朝、自宅前から乗ったバスを降り、美味しそうなベーグルや挽きたてのコーヒーの匂いをかぎながら、地下鉄の駅へ向かう道を歩くと、古い映画館の前を通る。

ゲイの集まる街の中心にある映画館だけあって、上映される映画も最新作ではなく、何十年も前の名画だったり、オカマが好きそうなB級映画だったりするのだが、先週やっていたのは、ディズニーの「リトル・マーメイド」!

しかも"Sing-a-long"と呼ばれる、スクリーンに劇中歌の歌詞が出てきて、登場人物になりきって歌ってよい、という女優ぶりたがるオカマ達にもってこいの企画。

早速、いつものオカマ仲間にグループメールを送ってみる。

「週末、リトルマーメイド、カストロシアターでやってるみたいだけど、どうよ?」
すると即、K枝から返事が入る。
「えー、私、観た事ないし歌えないからパス・・・」

確かに、自分もディズニー映画にあまり興味がなく、今まで観たことがあるのは、「アナと雪の女王」くらいで、このリトル・マーメイドも観たことがない。
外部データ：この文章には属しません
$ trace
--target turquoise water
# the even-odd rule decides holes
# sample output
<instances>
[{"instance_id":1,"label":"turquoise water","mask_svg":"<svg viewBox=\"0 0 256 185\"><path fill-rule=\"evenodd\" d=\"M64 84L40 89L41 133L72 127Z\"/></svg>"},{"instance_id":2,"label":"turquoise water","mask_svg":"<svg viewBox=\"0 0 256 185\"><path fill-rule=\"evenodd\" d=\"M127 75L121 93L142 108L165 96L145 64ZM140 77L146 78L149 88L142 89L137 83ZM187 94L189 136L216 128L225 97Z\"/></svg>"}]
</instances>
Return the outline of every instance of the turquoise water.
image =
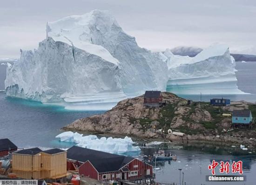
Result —
<instances>
[{"instance_id":1,"label":"turquoise water","mask_svg":"<svg viewBox=\"0 0 256 185\"><path fill-rule=\"evenodd\" d=\"M168 85L167 91L187 99L209 101L212 98L227 98L231 100L256 102L256 62L236 62L236 76L237 82L224 82L209 84L179 85L173 82ZM236 94L234 87L249 94ZM232 92L227 93L226 92Z\"/></svg>"},{"instance_id":2,"label":"turquoise water","mask_svg":"<svg viewBox=\"0 0 256 185\"><path fill-rule=\"evenodd\" d=\"M8 98L0 93L0 138L20 147L63 147L55 139L61 128L77 119L103 111L70 111L63 107Z\"/></svg>"},{"instance_id":3,"label":"turquoise water","mask_svg":"<svg viewBox=\"0 0 256 185\"><path fill-rule=\"evenodd\" d=\"M247 92L256 93L256 73L253 73L253 70L256 69L256 62L240 64L241 66L239 64L237 65L237 67L241 69L236 74L238 87ZM199 94L180 95L186 98L200 99ZM231 99L246 99L246 97L249 97L253 100L254 95L220 95L219 97ZM249 96L252 96L250 98ZM202 100L209 100L213 97L216 97L216 95L202 94ZM60 129L78 119L104 112L66 110L60 106L46 105L38 102L7 98L5 94L0 93L0 138L8 138L20 147L68 147L74 144L60 142L55 139L57 135L61 132ZM128 154L147 159L147 157L143 157L143 156L152 155L157 151L158 147L164 148L176 154L177 160L176 161L156 163L157 168L159 168L156 170L156 180L159 182L178 183L179 172L178 169L182 168L182 172L184 173L184 179L187 185L255 184L256 155L255 149L243 151L238 146L231 148L198 145L180 146L179 149L172 148L172 146L163 145L151 148L142 147L141 153ZM246 175L247 181L243 183L206 182L205 176L210 174L208 166L213 159L218 161L242 160L243 163L244 175ZM149 162L155 165L153 162Z\"/></svg>"}]
</instances>

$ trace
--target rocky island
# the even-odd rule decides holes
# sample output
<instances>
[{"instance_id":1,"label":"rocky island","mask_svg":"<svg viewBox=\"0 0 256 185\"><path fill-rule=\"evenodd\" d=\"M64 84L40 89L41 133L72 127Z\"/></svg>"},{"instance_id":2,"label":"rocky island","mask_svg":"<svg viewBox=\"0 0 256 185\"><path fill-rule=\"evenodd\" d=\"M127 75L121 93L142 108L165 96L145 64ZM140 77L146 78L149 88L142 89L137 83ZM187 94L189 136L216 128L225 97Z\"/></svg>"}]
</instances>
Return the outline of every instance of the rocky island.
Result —
<instances>
[{"instance_id":1,"label":"rocky island","mask_svg":"<svg viewBox=\"0 0 256 185\"><path fill-rule=\"evenodd\" d=\"M186 99L173 93L163 92L162 95L165 102L162 107L146 106L141 95L122 100L103 114L78 119L63 129L183 144L204 142L256 146L256 129L232 128L229 116L234 110L249 109L255 117L256 105L243 101L232 101L225 106L202 102L188 105ZM183 134L179 136L174 132Z\"/></svg>"}]
</instances>

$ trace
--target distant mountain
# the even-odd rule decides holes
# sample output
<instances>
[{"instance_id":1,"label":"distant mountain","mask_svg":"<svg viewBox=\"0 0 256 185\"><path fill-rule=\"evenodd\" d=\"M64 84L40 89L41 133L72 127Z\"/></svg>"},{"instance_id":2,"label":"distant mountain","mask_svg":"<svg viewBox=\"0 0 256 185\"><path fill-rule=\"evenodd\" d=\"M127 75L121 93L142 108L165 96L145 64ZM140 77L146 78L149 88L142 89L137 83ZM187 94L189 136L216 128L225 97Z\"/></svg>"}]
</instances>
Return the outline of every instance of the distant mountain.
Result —
<instances>
[{"instance_id":1,"label":"distant mountain","mask_svg":"<svg viewBox=\"0 0 256 185\"><path fill-rule=\"evenodd\" d=\"M175 55L189 56L190 57L194 57L202 52L202 49L200 47L180 46L172 48L171 51ZM236 61L243 60L250 62L256 61L256 55L237 53L230 53L230 55L234 58Z\"/></svg>"}]
</instances>

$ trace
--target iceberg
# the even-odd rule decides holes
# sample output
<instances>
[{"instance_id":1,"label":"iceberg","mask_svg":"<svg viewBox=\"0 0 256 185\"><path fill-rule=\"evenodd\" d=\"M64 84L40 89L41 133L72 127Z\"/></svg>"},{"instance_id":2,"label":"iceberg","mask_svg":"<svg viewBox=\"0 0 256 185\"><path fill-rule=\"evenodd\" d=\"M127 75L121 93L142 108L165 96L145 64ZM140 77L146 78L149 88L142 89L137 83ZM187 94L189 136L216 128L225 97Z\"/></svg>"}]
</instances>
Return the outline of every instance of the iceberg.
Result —
<instances>
[{"instance_id":1,"label":"iceberg","mask_svg":"<svg viewBox=\"0 0 256 185\"><path fill-rule=\"evenodd\" d=\"M19 60L8 66L7 96L106 110L146 90L166 88L162 54L139 47L108 11L48 22L46 33L37 49L20 50Z\"/></svg>"},{"instance_id":2,"label":"iceberg","mask_svg":"<svg viewBox=\"0 0 256 185\"><path fill-rule=\"evenodd\" d=\"M20 49L20 59L7 64L6 94L67 109L95 110L109 110L145 90L243 93L226 45L173 51L200 53L190 57L169 49L141 48L108 11L65 17L47 23L46 38L37 49Z\"/></svg>"},{"instance_id":3,"label":"iceberg","mask_svg":"<svg viewBox=\"0 0 256 185\"><path fill-rule=\"evenodd\" d=\"M135 143L127 136L124 139L102 137L95 135L83 136L82 134L65 132L56 136L61 142L74 143L77 146L112 153L121 154L141 151L138 146L133 146Z\"/></svg>"},{"instance_id":4,"label":"iceberg","mask_svg":"<svg viewBox=\"0 0 256 185\"><path fill-rule=\"evenodd\" d=\"M177 94L243 94L236 77L236 63L229 46L214 44L193 57L167 49L168 89Z\"/></svg>"}]
</instances>

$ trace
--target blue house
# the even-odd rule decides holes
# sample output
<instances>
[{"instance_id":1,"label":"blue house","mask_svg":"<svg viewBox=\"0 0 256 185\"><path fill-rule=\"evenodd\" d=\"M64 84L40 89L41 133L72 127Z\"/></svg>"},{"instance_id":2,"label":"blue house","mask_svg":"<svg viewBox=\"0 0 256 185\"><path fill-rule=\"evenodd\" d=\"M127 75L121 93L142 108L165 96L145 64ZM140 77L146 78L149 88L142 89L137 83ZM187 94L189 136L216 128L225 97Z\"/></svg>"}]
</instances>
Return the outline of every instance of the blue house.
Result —
<instances>
[{"instance_id":1,"label":"blue house","mask_svg":"<svg viewBox=\"0 0 256 185\"><path fill-rule=\"evenodd\" d=\"M230 100L229 99L223 99L215 98L211 99L211 105L213 106L227 106L230 104Z\"/></svg>"},{"instance_id":2,"label":"blue house","mask_svg":"<svg viewBox=\"0 0 256 185\"><path fill-rule=\"evenodd\" d=\"M248 125L252 123L252 115L249 110L234 110L232 114L232 123Z\"/></svg>"}]
</instances>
(ジブリ映画なら全作欠かさず観てるけど!)。

観にいっても、歌えないじゃないのよっ。

それをアメリカ人オカマのE子に言うと、「あんた、ゲイでリトルマーメイド観てないなんて、モグリだよ!」と叱られる始末。

そこまで言うならと、家で安物ワインのボトルでもあけて、Amazonでレンタルして観ることに。
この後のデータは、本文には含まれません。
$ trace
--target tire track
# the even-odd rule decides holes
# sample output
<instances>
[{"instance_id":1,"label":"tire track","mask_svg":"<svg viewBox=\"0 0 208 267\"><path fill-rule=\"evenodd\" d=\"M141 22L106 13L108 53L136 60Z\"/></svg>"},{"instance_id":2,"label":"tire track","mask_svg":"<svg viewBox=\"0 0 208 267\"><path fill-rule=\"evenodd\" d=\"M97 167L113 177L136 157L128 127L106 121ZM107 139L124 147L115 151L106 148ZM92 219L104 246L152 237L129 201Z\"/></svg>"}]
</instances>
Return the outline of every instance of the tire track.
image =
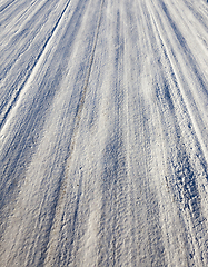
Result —
<instances>
[{"instance_id":1,"label":"tire track","mask_svg":"<svg viewBox=\"0 0 208 267\"><path fill-rule=\"evenodd\" d=\"M70 0L67 1L67 4L65 6L61 14L59 16L55 27L52 28L50 34L48 36L46 42L43 43L39 55L37 56L33 65L31 67L29 67L29 69L27 70L27 75L26 75L26 79L23 80L23 82L21 83L21 86L19 87L18 90L16 90L16 95L11 101L11 103L9 105L9 107L7 108L7 110L4 111L3 115L1 115L1 121L0 121L0 131L3 127L3 125L6 123L6 120L8 119L9 113L11 112L11 110L14 108L16 103L19 100L20 93L24 92L27 90L28 83L30 83L30 78L33 76L33 73L37 71L37 68L39 68L39 61L41 61L41 59L44 57L44 53L47 51L47 48L49 46L49 42L52 42L52 37L55 34L55 32L58 30L58 26L60 24L60 21L66 12L66 10L68 9L70 3Z\"/></svg>"},{"instance_id":2,"label":"tire track","mask_svg":"<svg viewBox=\"0 0 208 267\"><path fill-rule=\"evenodd\" d=\"M152 12L151 12L152 16ZM155 27L156 27L156 22L155 22ZM157 28L156 28L157 29ZM168 129L167 125L167 118L172 117L172 123L174 123L174 128L175 128L175 132L176 132L176 148L174 149L176 151L176 158L172 158L172 162L170 164L172 166L172 174L175 176L174 180L170 181L171 188L172 188L172 194L174 197L176 199L176 202L178 202L178 209L181 214L181 224L185 224L185 228L189 228L189 226L187 225L186 218L186 210L189 210L189 219L192 222L192 231L195 233L195 236L186 236L186 244L189 244L189 248L188 248L188 255L187 255L187 259L189 263L198 263L199 264L199 258L201 259L200 263L206 264L207 259L204 258L202 251L206 249L206 238L204 236L201 236L200 231L202 228L202 231L207 231L207 225L205 224L206 221L206 217L204 216L202 212L202 207L201 207L201 201L200 201L200 192L198 190L198 181L197 181L197 166L194 162L200 162L200 166L202 168L204 171L204 177L207 178L208 174L207 174L207 162L205 160L205 152L202 152L201 150L201 142L200 138L196 135L197 131L194 131L194 123L192 123L192 118L190 116L190 110L187 109L187 105L186 101L184 100L184 97L180 92L180 86L177 82L177 78L174 71L174 67L172 67L172 62L171 62L171 58L168 58L167 55L167 50L166 50L166 43L164 43L161 41L161 33L159 32L159 30L157 29L158 32L158 38L159 38L159 42L161 42L161 48L164 47L164 52L161 52L160 55L164 53L165 56L165 60L167 60L167 65L169 65L170 70L168 71L168 73L172 73L172 78L170 78L174 82L175 86L171 87L171 85L166 80L166 75L160 72L160 81L156 81L157 85L160 85L158 87L158 89L156 90L156 95L157 95L157 99L159 100L159 106L161 108L161 103L162 103L162 109L160 111L160 116L162 118L164 125L166 125L166 127L164 127L165 129ZM181 43L182 46L182 43ZM158 61L159 66L160 66L160 70L162 70L162 66L165 66L166 63L162 61ZM164 77L164 81L161 82L161 77ZM176 89L175 89L176 88ZM174 89L176 90L176 92L174 92ZM180 106L177 105L177 100L176 99L180 99ZM169 106L169 115L167 113L167 105ZM181 111L177 111L175 112L175 110L179 110L179 108L182 107L185 110ZM160 109L159 108L159 109ZM181 109L181 108L180 108ZM165 116L166 115L166 116ZM179 123L178 119L179 119L179 115L182 115L185 118L187 117L186 121L188 122L188 127L182 123L184 130L186 130L188 132L191 129L191 135L189 135L189 140L184 139L182 137L186 136L185 132L182 132L182 128L181 128L181 123ZM182 117L180 116L180 117ZM182 118L181 118L182 119ZM186 126L186 128L185 128ZM167 130L166 130L167 131ZM166 136L169 136L170 134L168 134L168 131L166 132ZM174 137L172 137L174 138ZM172 139L171 138L171 139ZM174 139L175 139L174 138ZM196 138L199 140L197 141ZM187 146L186 144L190 142L192 144L192 146L197 149L197 152L195 155L190 155L187 151ZM169 141L170 142L170 139ZM195 144L195 145L194 145ZM200 144L200 145L199 145ZM175 145L172 144L172 147ZM201 159L199 159L199 155L201 156L201 154L204 155ZM202 247L202 249L201 249Z\"/></svg>"},{"instance_id":3,"label":"tire track","mask_svg":"<svg viewBox=\"0 0 208 267\"><path fill-rule=\"evenodd\" d=\"M3 12L9 6L11 6L16 0L11 0L11 1L8 1L6 2L4 4L2 4L0 7L0 12Z\"/></svg>"},{"instance_id":4,"label":"tire track","mask_svg":"<svg viewBox=\"0 0 208 267\"><path fill-rule=\"evenodd\" d=\"M63 176L60 180L60 188L58 189L58 200L57 200L57 205L56 205L56 208L55 208L55 215L53 215L53 220L52 220L52 224L51 224L51 230L50 230L50 235L49 235L49 239L48 239L48 248L47 248L47 251L44 253L44 261L46 264L48 263L48 260L50 260L50 239L52 239L52 229L56 228L56 225L58 224L59 221L59 216L60 216L60 209L61 209L61 205L62 205L62 200L63 200L63 197L62 197L62 192L63 192L63 189L66 187L66 179L67 179L67 170L69 167L67 166L70 166L70 159L72 157L72 154L73 154L73 150L75 150L75 147L76 147L76 141L77 141L77 134L78 134L78 129L79 129L79 125L80 125L80 121L81 121L81 115L82 115L82 110L83 110L83 107L85 107L85 101L86 101L86 95L87 95L87 89L88 89L88 85L89 85L89 78L90 78L90 73L91 73L91 68L92 68L92 63L93 63L93 57L95 57L95 52L96 52L96 46L97 46L97 40L98 40L98 34L99 34L99 29L100 29L100 23L101 23L101 17L102 17L102 7L103 7L103 2L105 0L101 0L101 3L100 3L100 10L99 10L99 16L98 16L98 22L97 22L97 28L96 28L96 32L95 32L95 39L93 39L93 44L92 44L92 51L91 51L91 56L90 56L90 59L89 59L89 67L88 67L88 70L87 70L87 76L86 76L86 79L85 79L85 83L83 83L83 87L82 87L82 90L80 92L80 98L79 98L79 101L78 101L78 105L77 105L77 111L76 111L76 115L75 115L75 119L73 119L73 127L72 127L72 134L71 134L71 141L69 144L69 149L68 149L68 156L67 156L67 159L65 160L65 166L66 166L66 169L63 170ZM68 254L69 254L69 259L70 259L70 255L72 253L72 248L73 248L73 239L75 239L75 227L76 227L76 221L77 221L77 214L78 214L78 209L79 209L79 198L81 196L81 179L79 180L79 188L78 188L78 192L77 192L77 204L76 204L76 208L75 208L75 215L73 215L73 220L72 220L72 229L71 229L71 233L72 233L72 236L71 236L71 243L70 243L70 249L68 250ZM68 263L69 264L69 263Z\"/></svg>"}]
</instances>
1989年の作品ということで少々絵づらは古いが、人魚のアリエルが地上の普通の人間が住む世界を夢見て歌う「Part of Your World」が始まったら、酒が入ってたせいか、思わず大泣きする自分。

観終わった後、ゲイに人気があるのも分かる気がしたのは、アリエルが水面から出て日のあたるところで生活するのを夢みて、いつしかその夢を達成し、ついでに素敵ないいオトコまで捕まえちゃうところに、自分達を投影したいからなのかもしれぬ。(夢見すぎ?)

そういえば、アナと雪の女の「Let It Go」も、ゲイが大好きなのは、「もうあたしたち、ありのまま(のオカマ)でいいのよ!」とディズニーが認めたのよと、ドラアグクイーンのおネエさんが言ってたのも思い出した。
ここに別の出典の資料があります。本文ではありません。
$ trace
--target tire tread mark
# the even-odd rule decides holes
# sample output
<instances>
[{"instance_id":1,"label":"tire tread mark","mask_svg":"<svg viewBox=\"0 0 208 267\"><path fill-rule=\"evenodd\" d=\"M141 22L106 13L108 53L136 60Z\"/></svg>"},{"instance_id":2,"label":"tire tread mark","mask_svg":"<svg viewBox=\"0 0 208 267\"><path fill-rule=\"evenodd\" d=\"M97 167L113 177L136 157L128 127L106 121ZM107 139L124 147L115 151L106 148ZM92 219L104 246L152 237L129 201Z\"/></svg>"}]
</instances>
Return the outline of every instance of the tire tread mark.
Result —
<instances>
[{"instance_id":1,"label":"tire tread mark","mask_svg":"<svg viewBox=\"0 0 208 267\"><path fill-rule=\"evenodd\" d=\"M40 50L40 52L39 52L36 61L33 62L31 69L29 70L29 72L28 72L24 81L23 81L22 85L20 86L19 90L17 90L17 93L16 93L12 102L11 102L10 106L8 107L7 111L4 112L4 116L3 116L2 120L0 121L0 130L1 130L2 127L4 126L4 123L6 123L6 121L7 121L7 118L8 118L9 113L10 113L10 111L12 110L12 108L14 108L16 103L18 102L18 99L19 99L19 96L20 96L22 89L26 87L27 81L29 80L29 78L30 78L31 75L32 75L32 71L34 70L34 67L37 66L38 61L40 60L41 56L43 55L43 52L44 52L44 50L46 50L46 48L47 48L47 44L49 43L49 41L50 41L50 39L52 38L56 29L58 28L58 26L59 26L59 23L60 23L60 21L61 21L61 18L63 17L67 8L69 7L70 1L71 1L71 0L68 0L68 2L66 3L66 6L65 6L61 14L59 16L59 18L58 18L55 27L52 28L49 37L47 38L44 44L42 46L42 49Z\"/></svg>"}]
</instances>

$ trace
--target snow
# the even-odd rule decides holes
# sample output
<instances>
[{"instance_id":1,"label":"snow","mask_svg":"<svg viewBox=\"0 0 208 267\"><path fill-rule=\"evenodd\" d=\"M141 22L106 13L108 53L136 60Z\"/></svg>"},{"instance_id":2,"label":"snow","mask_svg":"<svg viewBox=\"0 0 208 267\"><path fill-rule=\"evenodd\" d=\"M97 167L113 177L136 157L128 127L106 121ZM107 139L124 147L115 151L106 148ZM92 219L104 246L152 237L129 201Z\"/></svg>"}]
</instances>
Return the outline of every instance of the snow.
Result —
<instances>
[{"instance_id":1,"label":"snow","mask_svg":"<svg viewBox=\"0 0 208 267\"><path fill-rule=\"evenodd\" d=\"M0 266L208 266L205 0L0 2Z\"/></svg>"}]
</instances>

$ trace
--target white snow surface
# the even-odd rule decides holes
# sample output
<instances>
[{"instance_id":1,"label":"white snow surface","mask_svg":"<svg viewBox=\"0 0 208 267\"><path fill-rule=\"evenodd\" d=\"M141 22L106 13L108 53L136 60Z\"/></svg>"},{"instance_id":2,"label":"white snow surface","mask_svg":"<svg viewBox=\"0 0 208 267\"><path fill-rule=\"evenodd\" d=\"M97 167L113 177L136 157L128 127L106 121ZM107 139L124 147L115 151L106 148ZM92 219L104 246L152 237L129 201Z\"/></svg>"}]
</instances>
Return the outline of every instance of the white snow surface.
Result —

そりゃ、ゲイの政治家の彼が、アリエルぶって、こういうことをしたくなるのも分かる!

人魚になりきるBrian Sims氏(動画はこちら

自分も思わず、itunesで映画のサントラ(とついでに劇団四季の日本語版も)を購入。

電車の中で、携帯片手にリトルマーメイド聴いてる中年のおっさんがいたら、それあたしです・・・。


Castro Theatre 
429 Castro St, San Francisco, CA 94114

毎年冬になるとやる「サウンド・オブ・ミュージック」のSing a longも楽しいです。